Although Jones had left Mercury at the end of 1961 for United Artists, his old label continued releasing albums featuring sides by Jones from their archive, some of which dated back to his days recording on the independent Starday label.
As the title suggest, Blue & Lonesome includes songs that Jones built his reputation on: hardcore honky tonk songs with themes of heartache and loss. Although it is a compilation, it is an impressive collection featuring a mixed bag of Jones originals and songs made famous by others, including Marty Robbins, Don Gibson, Lefty Frizzell and Hank Williams. The Jones-penned "Don't Stop The Music" had been a minor hit for the singer in early 1957 while "Life To Go", also written by Jones, was a top five smash for Stonewall Jackson in 1959. Blue & Lonesome also includes the original recording of "Color of the Blues", a song Jones wrote with Lawton Williams that would go on to be recorded by Red Sovine, Skeeter Davis, Loretta Lynn, Elvis Costello and Patty Loveless.
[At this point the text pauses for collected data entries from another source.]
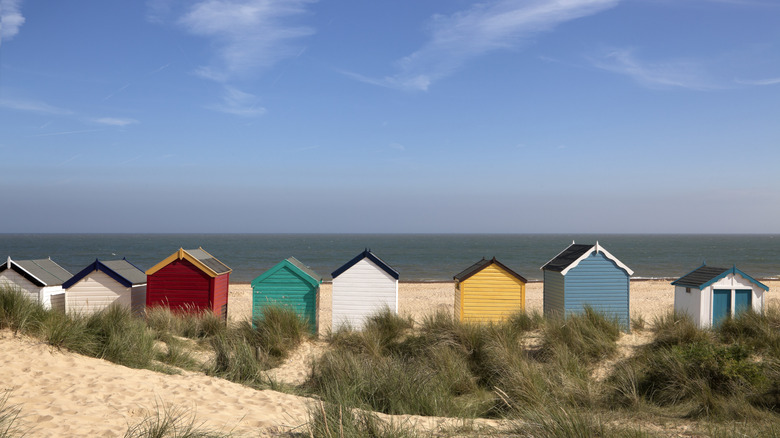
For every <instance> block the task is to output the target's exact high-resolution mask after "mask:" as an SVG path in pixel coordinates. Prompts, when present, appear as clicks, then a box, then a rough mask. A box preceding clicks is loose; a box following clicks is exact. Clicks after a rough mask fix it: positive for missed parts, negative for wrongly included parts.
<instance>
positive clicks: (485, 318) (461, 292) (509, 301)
mask: <svg viewBox="0 0 780 438" xmlns="http://www.w3.org/2000/svg"><path fill="white" fill-rule="evenodd" d="M460 291H461V294H462V298H461V302H462V303H463V312H462V317H461V319H463V320H466V321H501V320H502V319H505V318H506V317H508V316H509V315H511V314H513V313H515V312H520V311H522V310H523V309H524V308H525V283H523V282H522V281H520V280H519V279H517V278H516V277H514V276H512V275H511V274H509V273H508V272H506V271H505V270H503V269H502V268H501V267H500V266H497V265H495V264H492V265H489V266H486V267H485V268H484V269H482V270H481V271H479V272H477V273H476V274H474V275H473V276H471V277H469V278H467V279H466V280H464V281H463V282H461V284H460Z"/></svg>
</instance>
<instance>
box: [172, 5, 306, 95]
mask: <svg viewBox="0 0 780 438" xmlns="http://www.w3.org/2000/svg"><path fill="white" fill-rule="evenodd" d="M311 2H312V0H204V1H200V2H198V3H196V4H195V5H194V6H192V7H191V8H190V9H189V11H188V12H187V13H186V14H185V15H184V16H183V17H182V18H181V19H180V20H179V23H180V24H181V25H182V26H184V28H185V29H187V31H188V32H190V33H192V34H195V35H202V36H205V37H208V38H212V39H213V40H214V43H215V46H216V47H217V49H216V50H217V53H216V57H217V60H216V61H215V62H212V63H211V64H209V65H204V66H201V67H200V68H199V69H198V70H197V72H196V73H197V74H199V75H200V76H202V77H204V78H207V79H212V80H215V81H218V82H226V81H228V80H231V79H234V78H237V77H243V76H245V75H247V74H251V73H255V72H257V71H259V70H263V69H265V68H268V67H269V66H271V65H273V64H274V63H276V62H277V61H279V60H280V59H283V58H285V57H291V56H295V54H296V53H298V52H299V49H297V48H294V47H292V46H291V42H292V41H294V40H296V39H300V38H302V37H305V36H308V35H311V34H313V33H314V30H313V29H311V28H309V27H306V26H301V25H296V24H292V23H291V21H292V19H294V18H295V17H299V16H301V15H303V14H304V13H305V12H306V9H305V6H306V5H307V4H308V3H311Z"/></svg>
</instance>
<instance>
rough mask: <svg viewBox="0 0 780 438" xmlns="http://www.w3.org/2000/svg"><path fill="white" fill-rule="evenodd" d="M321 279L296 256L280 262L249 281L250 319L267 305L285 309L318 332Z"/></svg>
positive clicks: (259, 312)
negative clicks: (318, 309)
mask: <svg viewBox="0 0 780 438" xmlns="http://www.w3.org/2000/svg"><path fill="white" fill-rule="evenodd" d="M320 283H322V276H320V275H319V274H317V273H316V272H314V271H313V270H312V269H311V268H309V267H308V266H306V265H304V264H303V263H301V262H299V261H298V259H296V258H295V257H290V258H289V259H286V260H282V261H281V262H279V263H277V264H276V266H274V267H273V268H271V269H269V270H267V271H265V272H264V273H263V274H261V275H260V276H258V277H257V278H255V279H254V280H252V318H257V317H259V316H260V315H261V314H262V313H263V308H265V307H266V306H271V305H277V306H287V307H290V308H291V309H293V310H294V311H295V312H296V313H297V314H298V315H299V316H300V317H301V318H303V319H306V320H307V321H308V322H309V325H310V327H311V329H312V331H313V332H315V333H316V330H317V303H318V302H319V292H320Z"/></svg>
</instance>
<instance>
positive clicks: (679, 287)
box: [672, 265, 769, 328]
mask: <svg viewBox="0 0 780 438" xmlns="http://www.w3.org/2000/svg"><path fill="white" fill-rule="evenodd" d="M672 284H673V285H674V310H675V312H680V313H687V314H688V315H690V316H691V318H692V319H693V322H694V323H695V324H696V325H697V326H698V327H701V328H706V327H712V326H713V325H718V324H719V323H720V321H722V320H723V319H724V318H727V317H729V316H734V315H736V314H737V313H739V312H741V311H745V310H747V309H753V310H754V311H756V312H762V311H763V309H764V293H765V292H767V291H769V287H767V286H766V285H765V284H763V283H761V282H760V281H758V280H756V279H754V278H753V277H751V276H749V275H748V274H745V273H744V272H742V271H740V270H739V269H737V267H736V266H734V267H732V268H716V267H714V266H706V265H701V266H699V267H698V268H696V269H694V270H693V271H691V272H689V273H687V274H685V275H683V276H682V277H680V278H678V279H677V280H675V281H673V282H672Z"/></svg>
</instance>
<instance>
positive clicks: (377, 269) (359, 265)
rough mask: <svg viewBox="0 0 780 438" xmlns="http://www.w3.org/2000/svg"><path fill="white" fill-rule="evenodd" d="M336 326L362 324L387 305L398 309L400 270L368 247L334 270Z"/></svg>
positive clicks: (334, 318)
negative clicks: (398, 296)
mask: <svg viewBox="0 0 780 438" xmlns="http://www.w3.org/2000/svg"><path fill="white" fill-rule="evenodd" d="M331 275H332V277H333V292H332V296H333V304H332V320H333V328H334V329H335V328H338V327H339V326H340V325H344V324H348V325H350V326H352V327H353V328H356V329H359V328H362V327H363V324H364V323H365V319H366V318H367V317H369V316H371V315H373V314H375V313H377V312H379V311H381V310H382V309H384V308H388V309H389V310H390V311H391V312H393V313H397V312H398V278H399V274H398V272H397V271H396V270H395V269H393V268H392V267H390V266H389V265H388V264H387V263H385V262H383V261H382V260H381V259H380V258H379V257H377V256H376V255H374V254H373V253H372V252H371V251H369V250H368V249H367V250H365V251H363V252H362V253H360V254H358V255H357V256H356V257H354V258H353V259H352V260H350V261H349V262H347V263H346V264H344V265H343V266H341V267H340V268H339V269H337V270H335V271H333V273H332V274H331Z"/></svg>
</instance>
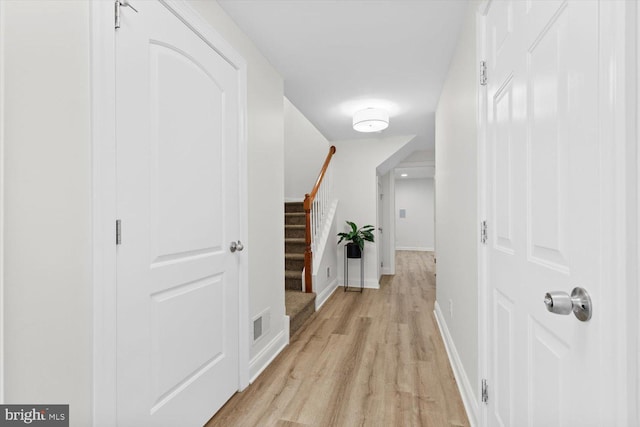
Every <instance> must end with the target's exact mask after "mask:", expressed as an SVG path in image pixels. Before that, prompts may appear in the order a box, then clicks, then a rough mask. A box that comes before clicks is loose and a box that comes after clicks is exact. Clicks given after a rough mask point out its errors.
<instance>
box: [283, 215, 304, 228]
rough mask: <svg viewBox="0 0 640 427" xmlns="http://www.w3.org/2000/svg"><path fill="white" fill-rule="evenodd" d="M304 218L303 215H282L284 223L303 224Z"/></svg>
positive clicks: (285, 223) (287, 224) (303, 222)
mask: <svg viewBox="0 0 640 427" xmlns="http://www.w3.org/2000/svg"><path fill="white" fill-rule="evenodd" d="M304 224H305V218H304V215H298V214H293V215H285V216H284V225H304Z"/></svg>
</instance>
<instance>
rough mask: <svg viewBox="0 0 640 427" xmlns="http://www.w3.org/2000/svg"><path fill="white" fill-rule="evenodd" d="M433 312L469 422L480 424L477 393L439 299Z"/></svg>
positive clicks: (474, 425) (434, 308) (437, 301)
mask: <svg viewBox="0 0 640 427" xmlns="http://www.w3.org/2000/svg"><path fill="white" fill-rule="evenodd" d="M433 314H434V316H435V318H436V323H437V324H438V329H439V330H440V335H441V336H442V341H443V342H444V347H445V349H446V350H447V356H448V357H449V362H450V364H451V369H452V370H453V376H454V377H455V378H456V384H457V386H458V390H459V391H460V396H461V397H462V403H463V404H464V410H465V411H466V412H467V418H468V419H469V424H470V425H471V427H475V426H478V409H479V408H478V402H477V401H476V400H475V398H474V396H475V394H474V392H473V388H472V386H471V383H470V382H469V378H468V377H467V373H466V372H465V370H464V365H462V361H461V360H460V356H459V355H458V350H457V349H456V345H455V344H454V342H453V338H451V334H450V333H449V328H448V327H447V322H446V321H445V319H444V316H443V315H442V311H441V310H440V305H439V304H438V301H436V303H435V305H434V310H433Z"/></svg>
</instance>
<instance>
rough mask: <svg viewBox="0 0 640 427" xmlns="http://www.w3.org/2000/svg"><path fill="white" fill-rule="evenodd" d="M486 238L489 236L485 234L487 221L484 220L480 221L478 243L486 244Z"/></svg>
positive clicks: (484, 244) (485, 244)
mask: <svg viewBox="0 0 640 427" xmlns="http://www.w3.org/2000/svg"><path fill="white" fill-rule="evenodd" d="M488 239H489V236H488V234H487V221H486V220H485V221H482V222H481V223H480V243H482V244H483V245H486V244H487V240H488Z"/></svg>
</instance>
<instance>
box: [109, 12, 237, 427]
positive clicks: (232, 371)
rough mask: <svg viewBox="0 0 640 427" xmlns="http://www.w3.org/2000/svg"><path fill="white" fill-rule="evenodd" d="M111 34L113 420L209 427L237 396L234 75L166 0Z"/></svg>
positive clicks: (119, 421) (235, 142)
mask: <svg viewBox="0 0 640 427" xmlns="http://www.w3.org/2000/svg"><path fill="white" fill-rule="evenodd" d="M134 6H135V7H136V9H137V13H136V12H134V11H133V10H131V9H130V8H126V9H125V8H124V7H123V8H122V10H121V19H122V21H121V27H120V28H119V29H118V30H117V31H116V67H117V70H116V108H117V113H116V114H117V116H116V117H117V124H116V126H117V134H116V138H117V180H118V183H117V198H118V201H117V210H118V218H119V219H120V221H121V243H120V245H118V247H117V350H116V351H117V414H118V423H119V425H122V426H171V427H175V426H201V425H203V424H204V423H205V422H206V421H207V420H208V419H209V418H210V417H211V416H212V415H213V414H214V413H215V412H216V411H217V410H218V409H219V408H220V407H221V406H222V405H223V404H224V402H225V401H226V400H227V399H228V398H229V397H230V396H231V395H232V394H233V393H234V392H235V391H236V390H238V381H239V379H238V377H239V375H238V373H239V361H238V305H239V304H238V269H239V256H240V254H239V253H238V251H235V253H232V252H231V251H230V242H232V241H237V240H238V238H239V235H238V233H239V223H238V217H239V207H238V206H239V203H238V189H239V188H238V172H237V166H238V163H239V159H238V148H237V145H238V123H239V117H238V115H239V114H238V106H239V101H238V76H237V73H236V70H235V69H234V68H233V67H232V66H231V65H230V64H229V63H228V62H227V61H226V60H225V59H224V58H223V57H221V56H220V55H219V54H218V53H217V52H216V51H214V50H213V49H212V48H211V47H210V46H209V45H208V44H207V43H206V42H205V41H203V39H202V38H201V37H200V36H199V35H198V34H196V32H195V31H194V30H192V29H191V28H190V27H189V26H187V24H185V23H183V22H182V21H181V20H180V19H179V18H178V17H176V16H175V15H174V14H173V13H172V12H171V11H170V10H169V9H168V8H167V7H166V6H165V5H163V4H162V3H160V2H157V1H144V2H142V1H140V2H137V3H135V4H134Z"/></svg>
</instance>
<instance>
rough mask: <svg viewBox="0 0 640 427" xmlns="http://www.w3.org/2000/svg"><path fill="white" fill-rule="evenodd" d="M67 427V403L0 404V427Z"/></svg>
mask: <svg viewBox="0 0 640 427" xmlns="http://www.w3.org/2000/svg"><path fill="white" fill-rule="evenodd" d="M5 426H6V427H15V426H35V427H69V405H0V427H5Z"/></svg>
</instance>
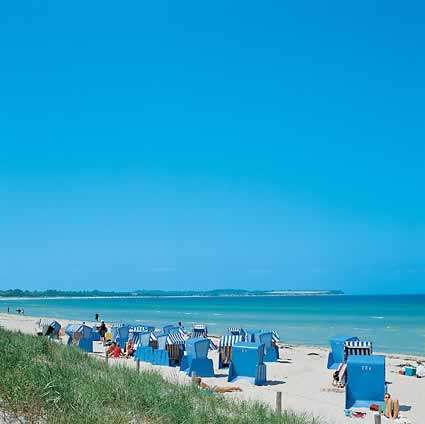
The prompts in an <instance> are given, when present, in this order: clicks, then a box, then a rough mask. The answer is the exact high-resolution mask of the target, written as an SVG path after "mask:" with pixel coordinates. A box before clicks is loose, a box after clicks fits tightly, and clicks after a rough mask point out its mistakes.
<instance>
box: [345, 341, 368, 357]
mask: <svg viewBox="0 0 425 424" xmlns="http://www.w3.org/2000/svg"><path fill="white" fill-rule="evenodd" d="M372 353H373V349H372V343H371V342H367V341H364V340H350V341H346V342H345V343H344V361H345V362H346V361H347V359H348V357H349V356H351V355H357V356H370V355H372Z"/></svg>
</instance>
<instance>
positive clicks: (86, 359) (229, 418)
mask: <svg viewBox="0 0 425 424" xmlns="http://www.w3.org/2000/svg"><path fill="white" fill-rule="evenodd" d="M0 410H2V411H3V412H6V413H7V414H9V416H15V417H19V418H20V419H22V420H23V421H25V422H29V423H39V422H43V423H55V424H56V423H58V424H60V423H114V424H121V423H123V424H124V423H164V424H165V423H170V424H171V423H173V424H175V423H200V424H201V423H202V424H203V423H211V424H214V423H217V424H222V423H248V424H249V423H252V424H254V423H255V424H257V423H270V424H275V423H276V424H277V423H280V424H309V423H313V422H317V421H313V420H312V419H308V418H304V417H300V416H296V415H294V414H292V413H285V414H283V415H277V414H275V413H273V412H272V411H271V409H270V408H268V407H266V406H264V405H262V404H259V403H252V402H249V403H248V402H241V401H233V400H230V399H228V398H225V397H224V396H222V395H217V394H212V393H210V392H208V391H207V390H202V389H199V388H198V387H195V386H192V385H177V384H172V383H169V382H167V381H165V380H164V379H163V378H162V377H161V376H160V375H159V374H158V373H156V372H145V371H144V372H140V373H137V371H136V370H134V369H129V368H126V367H108V365H107V364H106V363H104V362H102V361H99V360H97V359H95V358H91V357H89V356H88V355H87V354H84V353H82V352H80V351H78V350H77V349H75V348H69V347H66V346H63V345H59V344H57V343H53V342H50V341H48V340H47V339H46V338H42V337H35V336H27V335H23V334H20V333H13V332H11V331H6V330H3V329H0Z"/></svg>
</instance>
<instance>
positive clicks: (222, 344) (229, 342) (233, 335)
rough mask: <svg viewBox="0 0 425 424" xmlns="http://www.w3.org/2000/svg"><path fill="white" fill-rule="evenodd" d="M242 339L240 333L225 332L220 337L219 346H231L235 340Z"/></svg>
mask: <svg viewBox="0 0 425 424" xmlns="http://www.w3.org/2000/svg"><path fill="white" fill-rule="evenodd" d="M241 341H243V336H242V335H240V334H225V335H224V336H223V337H221V339H220V342H219V347H226V346H233V345H234V344H235V343H237V342H241Z"/></svg>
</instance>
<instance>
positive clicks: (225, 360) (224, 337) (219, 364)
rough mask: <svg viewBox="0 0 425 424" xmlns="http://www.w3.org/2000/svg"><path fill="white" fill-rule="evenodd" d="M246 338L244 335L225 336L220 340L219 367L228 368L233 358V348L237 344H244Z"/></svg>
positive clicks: (218, 358) (230, 335) (220, 338)
mask: <svg viewBox="0 0 425 424" xmlns="http://www.w3.org/2000/svg"><path fill="white" fill-rule="evenodd" d="M243 340H244V336H243V335H242V334H232V333H228V334H225V335H224V336H223V337H221V338H220V341H219V343H218V367H219V368H227V367H228V366H229V364H230V359H231V357H232V346H233V345H234V344H235V343H238V342H242V341H243Z"/></svg>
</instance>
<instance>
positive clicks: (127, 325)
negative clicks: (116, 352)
mask: <svg viewBox="0 0 425 424" xmlns="http://www.w3.org/2000/svg"><path fill="white" fill-rule="evenodd" d="M130 328H131V324H124V323H121V324H115V325H113V326H112V330H111V332H112V340H113V341H114V342H116V343H117V344H118V345H119V346H121V347H124V346H125V345H126V344H127V342H128V339H129V335H130Z"/></svg>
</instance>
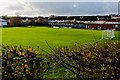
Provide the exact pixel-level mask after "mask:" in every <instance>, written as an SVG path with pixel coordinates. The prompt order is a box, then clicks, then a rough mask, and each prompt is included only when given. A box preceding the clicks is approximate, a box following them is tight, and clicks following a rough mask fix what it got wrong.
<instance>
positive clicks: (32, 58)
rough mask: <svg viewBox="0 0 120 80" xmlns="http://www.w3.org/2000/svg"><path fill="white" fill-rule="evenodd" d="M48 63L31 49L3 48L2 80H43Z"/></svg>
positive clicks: (30, 48) (2, 50)
mask: <svg viewBox="0 0 120 80" xmlns="http://www.w3.org/2000/svg"><path fill="white" fill-rule="evenodd" d="M48 63H49V62H47V61H46V60H45V59H44V58H43V57H42V56H39V57H37V54H36V52H35V51H33V49H32V48H30V47H29V48H28V49H23V48H21V47H17V46H14V47H10V46H3V50H2V80H42V79H43V78H44V74H45V72H46V71H47V68H48V66H49V65H47V64H48Z"/></svg>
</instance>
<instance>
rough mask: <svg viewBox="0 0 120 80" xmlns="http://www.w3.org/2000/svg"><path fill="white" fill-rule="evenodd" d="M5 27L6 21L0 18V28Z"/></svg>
mask: <svg viewBox="0 0 120 80" xmlns="http://www.w3.org/2000/svg"><path fill="white" fill-rule="evenodd" d="M3 26H7V20H4V19H1V18H0V27H3Z"/></svg>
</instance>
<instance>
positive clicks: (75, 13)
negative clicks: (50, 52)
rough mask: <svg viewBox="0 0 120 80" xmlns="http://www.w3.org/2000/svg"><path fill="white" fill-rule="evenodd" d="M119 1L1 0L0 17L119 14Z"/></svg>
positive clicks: (65, 0)
mask: <svg viewBox="0 0 120 80" xmlns="http://www.w3.org/2000/svg"><path fill="white" fill-rule="evenodd" d="M117 13H118V0H97V1H95V0H59V1H57V0H29V1H28V0H0V16H2V15H17V14H19V15H21V16H50V15H98V14H117Z"/></svg>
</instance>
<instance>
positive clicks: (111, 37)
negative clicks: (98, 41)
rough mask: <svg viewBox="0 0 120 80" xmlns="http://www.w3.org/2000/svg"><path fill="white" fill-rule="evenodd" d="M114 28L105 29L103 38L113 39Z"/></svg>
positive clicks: (102, 38)
mask: <svg viewBox="0 0 120 80" xmlns="http://www.w3.org/2000/svg"><path fill="white" fill-rule="evenodd" d="M114 37H115V35H114V30H103V31H102V39H112V38H114Z"/></svg>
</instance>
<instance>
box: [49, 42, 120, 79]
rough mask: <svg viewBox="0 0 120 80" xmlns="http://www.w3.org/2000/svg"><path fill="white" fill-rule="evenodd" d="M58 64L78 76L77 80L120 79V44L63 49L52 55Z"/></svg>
mask: <svg viewBox="0 0 120 80" xmlns="http://www.w3.org/2000/svg"><path fill="white" fill-rule="evenodd" d="M50 58H52V59H53V60H54V61H55V62H56V63H57V64H59V65H62V66H63V67H64V68H66V69H68V71H71V72H72V73H73V74H74V75H76V79H77V80H87V79H91V80H92V79H95V80H98V79H102V80H106V79H110V80H111V79H112V80H113V79H114V80H119V79H120V43H119V42H105V43H95V44H94V45H91V44H90V45H84V46H78V45H74V46H73V47H62V48H58V49H55V52H54V53H53V54H52V55H50Z"/></svg>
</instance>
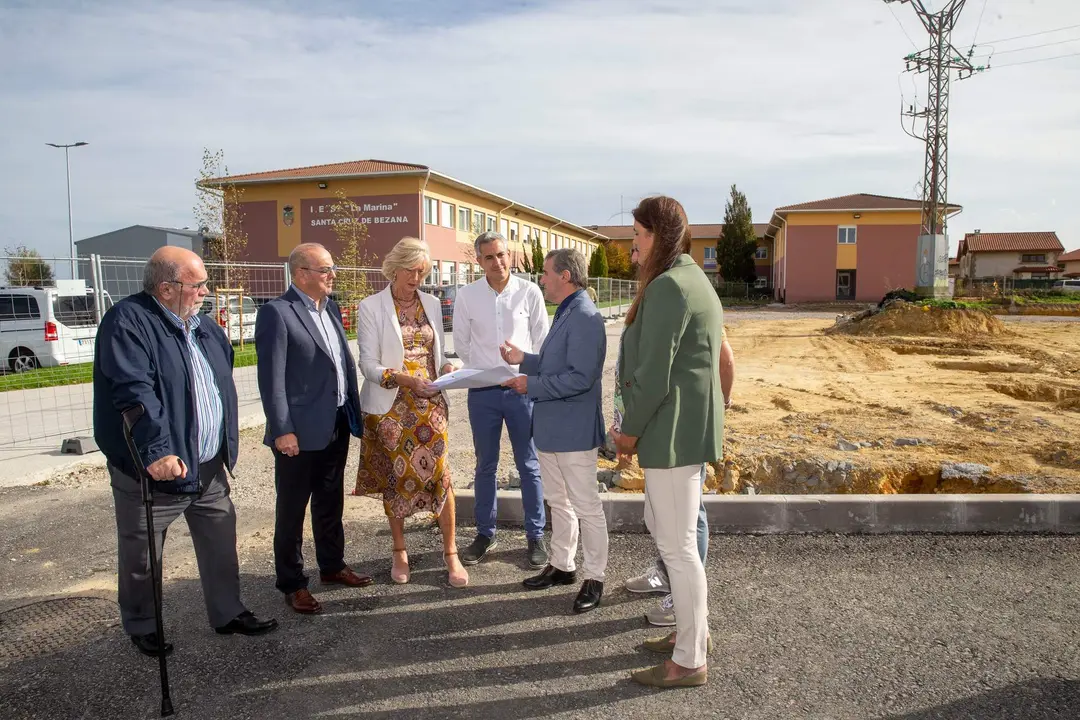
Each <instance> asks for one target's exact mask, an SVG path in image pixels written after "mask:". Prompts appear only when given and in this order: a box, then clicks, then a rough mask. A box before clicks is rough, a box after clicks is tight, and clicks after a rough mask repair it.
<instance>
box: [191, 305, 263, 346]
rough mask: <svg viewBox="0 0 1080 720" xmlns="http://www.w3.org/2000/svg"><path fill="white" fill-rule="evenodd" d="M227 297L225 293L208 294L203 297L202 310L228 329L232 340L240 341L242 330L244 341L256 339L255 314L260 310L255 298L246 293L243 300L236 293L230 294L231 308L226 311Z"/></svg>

Blue & Lonesome was reissued by Righteous Records, a reissue imprint marketed and distributed by Great Britain's Cherry Red label with bonus tracks recorded earlier in Jones's career.
Thom Jurek of AllMusic calls Blue & Lonesome "an excellent portrait of Jones' transition. He was well on his way to becoming the great singer of broken love songs and honky tonk ballads from the rockabilly and hillbilly singer of his youth, and these tune prove it."